Nursing diagnosis II :

– Altered nutrition: less than body requirements related to restricted intake; nausea, and vomiting, swallowing and chewing difficulty.

Nurse Goal (1):

– The child’s weight will be stable and appropriate for age, normal serum protein, moist mucous membrane and adequate urine output.

– Nausea and vomiting controlled.

Nursing Intervention

► Weight the child daily on the same scale and record on growth chart.

► Monitor skin turgor, mucous membrane and urine output.

► Position the infant or child upright after feeding.

► Provide a flexible feeding schedule with small feedings of favourite foods.
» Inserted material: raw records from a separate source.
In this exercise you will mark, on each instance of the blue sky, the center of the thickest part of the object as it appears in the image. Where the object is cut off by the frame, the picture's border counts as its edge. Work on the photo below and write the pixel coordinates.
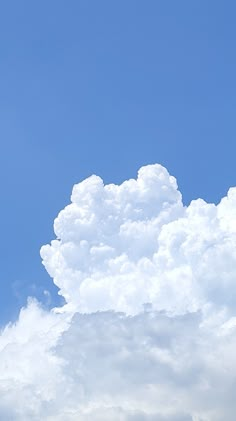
(106, 87)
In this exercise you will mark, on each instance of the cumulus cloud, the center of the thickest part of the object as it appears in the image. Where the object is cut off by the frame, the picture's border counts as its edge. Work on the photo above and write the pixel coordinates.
(148, 329)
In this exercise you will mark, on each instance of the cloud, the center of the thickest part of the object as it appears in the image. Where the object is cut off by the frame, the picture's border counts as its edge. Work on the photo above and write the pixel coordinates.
(148, 331)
► Minimise handling around feeding times.

► Assist the child with chewing with the child’s chin and jaw in the nurse’s hand, if swallowing is impaired & if so feed by NG Tube.

► Consult dietician.

► Assess level of consciousness before giving liquids.

Expected outcome

The child shows normal growth and development, has nausea and vomiting under control, has adequate daily caloric intake and proper hydration.